- AMD is acquiring talent to close the instinct and the Blackwell GPU performance gap
- The Brium compiler experience could help AMD accelerate inference without specific hardware units
- The AI of Untether joins AMD, but existing customers run out of products support
The recent AMD movements in the AI sector have focused on strategic acquisitions aimed at strengthening their position in a market largely dominated by Nvidia.
These include the acquisitions of Brium, Silo AI, Nod.AI and the Untather AI engineering team, each aimed at reinforcing AMD AI software, inference optimization and chips design capabilities.
The objective is clear: it limits the performance and gap of the ecosystem between the AMD instinct GPU and the Blackwell line of Nvidia.
Acquisitions calculated in the middle of a competitive ecosystem
AMD described the acquisition of Brium as a key step to improve its AI software capabilities.
“Brium provides advanced software capabilities that strengthen our ability to offer highly optimized AI solutions throughout the stack,” said the company.
Brium strengths are found in compilers technology and end -to -end inference optimization, areas that could be crucial to achieve better performance ready to use and make the AMD software stack less dependent on specific hardware configurations.
While this makes it a solid technical case, it also suggests that AMD is still playing in the AI software ecosystem, instead of leading it.
Brium integration will affect several ongoing projects, including OpenAi Triton and Shark/Iree, which are considered fundamental to boost AMD inference and training capabilities.

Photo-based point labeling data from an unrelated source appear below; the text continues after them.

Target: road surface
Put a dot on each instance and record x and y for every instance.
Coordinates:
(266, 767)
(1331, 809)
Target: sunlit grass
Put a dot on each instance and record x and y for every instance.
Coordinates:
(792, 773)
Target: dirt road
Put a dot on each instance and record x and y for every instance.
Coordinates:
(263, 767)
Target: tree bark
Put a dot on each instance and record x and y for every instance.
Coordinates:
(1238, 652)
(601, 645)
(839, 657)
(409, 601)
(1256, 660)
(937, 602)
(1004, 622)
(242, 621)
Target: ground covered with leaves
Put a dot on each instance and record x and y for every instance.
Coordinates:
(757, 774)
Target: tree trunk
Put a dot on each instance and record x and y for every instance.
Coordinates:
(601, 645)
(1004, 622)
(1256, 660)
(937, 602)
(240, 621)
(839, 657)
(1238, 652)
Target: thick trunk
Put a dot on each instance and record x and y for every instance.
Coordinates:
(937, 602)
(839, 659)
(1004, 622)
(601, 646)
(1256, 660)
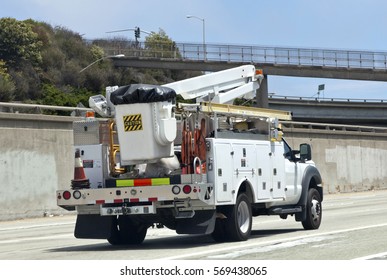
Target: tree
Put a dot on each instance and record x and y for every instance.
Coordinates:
(161, 46)
(18, 42)
(7, 87)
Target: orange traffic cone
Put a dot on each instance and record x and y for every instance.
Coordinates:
(80, 180)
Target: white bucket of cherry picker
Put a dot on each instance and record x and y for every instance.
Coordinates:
(146, 131)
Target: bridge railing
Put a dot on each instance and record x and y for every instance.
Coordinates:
(257, 54)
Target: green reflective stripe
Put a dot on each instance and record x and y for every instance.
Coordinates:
(160, 181)
(124, 183)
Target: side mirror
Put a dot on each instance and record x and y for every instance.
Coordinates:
(305, 152)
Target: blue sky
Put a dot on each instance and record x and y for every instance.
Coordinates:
(340, 24)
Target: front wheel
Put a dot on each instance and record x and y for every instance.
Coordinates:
(313, 210)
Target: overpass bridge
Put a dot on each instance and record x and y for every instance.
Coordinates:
(296, 62)
(293, 62)
(333, 110)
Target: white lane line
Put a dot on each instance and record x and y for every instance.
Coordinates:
(371, 257)
(55, 236)
(36, 226)
(264, 243)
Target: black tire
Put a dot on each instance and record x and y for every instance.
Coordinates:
(219, 233)
(128, 232)
(239, 220)
(313, 210)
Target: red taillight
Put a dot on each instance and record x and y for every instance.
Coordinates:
(187, 189)
(66, 195)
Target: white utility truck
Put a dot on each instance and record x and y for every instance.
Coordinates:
(196, 168)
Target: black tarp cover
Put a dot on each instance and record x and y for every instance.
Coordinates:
(141, 93)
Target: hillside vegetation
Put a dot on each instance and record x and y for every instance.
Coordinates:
(41, 64)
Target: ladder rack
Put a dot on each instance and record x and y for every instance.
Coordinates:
(227, 109)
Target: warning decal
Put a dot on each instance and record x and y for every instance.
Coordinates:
(132, 122)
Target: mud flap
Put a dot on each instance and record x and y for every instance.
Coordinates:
(93, 226)
(203, 222)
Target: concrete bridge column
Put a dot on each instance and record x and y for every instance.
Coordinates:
(262, 97)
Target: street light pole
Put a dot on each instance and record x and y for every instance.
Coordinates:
(204, 34)
(102, 58)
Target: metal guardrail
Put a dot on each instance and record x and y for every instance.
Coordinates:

The use of precision formats such as MX FP4 and FP6 points to a strategy of squeezing higher existing hardware performance. But the industry has already seen similar movements of NVIDIA, which continue to lead both in the unprocessed processing power and in the maturity of the software.
Another remarkable movement was the absorption of AMD of the entire Untather AI engineering team, a Canadian startup known for its energy efficiency inferences processors. AMD did not acquire the company, only talent, leaving the products of unterminated without support.
“AMD has signed a strategic agreement to acquire a talented team of Hardware Engineers and UNATHER AI AI software,” confirmed the company, highlighting an approach to the development of the compiler and the kernel along with the design of SOC.
This indicates a strong impulse in specific inference technologies, which are becoming increasingly critical as training revenues based on training face a possible decrease.
“The acquisition of AMD of the Untether engineering group is proof that GPU suppliers know that models training is over, and that a decrease in GPU revenues is just around the corner,” said Justin Kinsey, president of SBT Industries.
While that can exaggerate the situation, it reflects a growing feeling in the industry: energy efficiency and inference performance are the next borders, not simply building the fastest systems to train large models.
Despite AMD’s optimism and commitment to “an open and scalable artificial intelligence software platform” there are questions about its ability to match the close integration of NVIDIA between hardware and CUDA -based software.
Ultimately, while AMD is taking steps calculated to close the gap, Nvidia still has a considerable lead both in hardware efficiency and in the software ecosystem.
These acquisitions can approach AMD, but for now, Nvidia’s Blackwell remains the reference point of what is widely considered the best GPU for AI workloads.